Last year, Graham, along with Senator Richard Blumenthal, D-Conn., Began working on legislation, but their efforts never became law.

Since the deadly shooting in Parkland, Florida, last year, eight states have passed their own extreme-risk laws. In total, 14 states have registered them. Colorado, where the bill is backed by a lawmaker who lost his son during the filming of Aurora in 2012, appears to be about to pass one of his own.

The hearing takes place at a time when red flag laws may spark renewed national interest. In recent days, two survivors of the shooting at Marjory Stoneman Douglas School have committed suicide.

On Monday, Jeremy Richman, whose daughter was killed in the 2012 shooting at Sandy Hook Elementary School in Newtown, Connecticut, was found dead in an alleged suicide.

Since taking control of the US House, Democrats have sought to make gun control a major platform of their government agenda.

At the start of the 2019 Congress, a bipartisan group of US Senators led by Marco Rubio, R-Fla., Reintroduced a bill that had been introduced for the first time in the weeks following the Parkland shootout.

The alleged armed man from Parkland, a former student who had received mental health treatment, legally purchased the firearm used in the attack.

Last month, the Democrat-led House approved two bills to expand the federal system of background checks. The bills are likely to be approved by the Republican-controlled Senate.

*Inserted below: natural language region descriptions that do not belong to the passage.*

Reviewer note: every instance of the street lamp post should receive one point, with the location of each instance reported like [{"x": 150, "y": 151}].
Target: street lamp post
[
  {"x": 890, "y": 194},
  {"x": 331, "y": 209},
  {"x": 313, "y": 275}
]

Activists led by the March For Our Lives gun control group plan to hold demonstrations on Capitol Hill much of Tuesday to urge Senate legislators to pass a law on the extension of control antecedents.

The bill, introduced by Senator Chris Murphy, D-Conn., Has 41 co-sponsors. None of them is Republican.

If you or someone you know is planning to commit suicide, contact National suicide prevention lifeline at 1-800-273-8255 (En EspaƱol: 1-888-628-9454; Deaf and Hard of Hearing: 1-800-799-4889) or Crisis text line texting the house at 741741.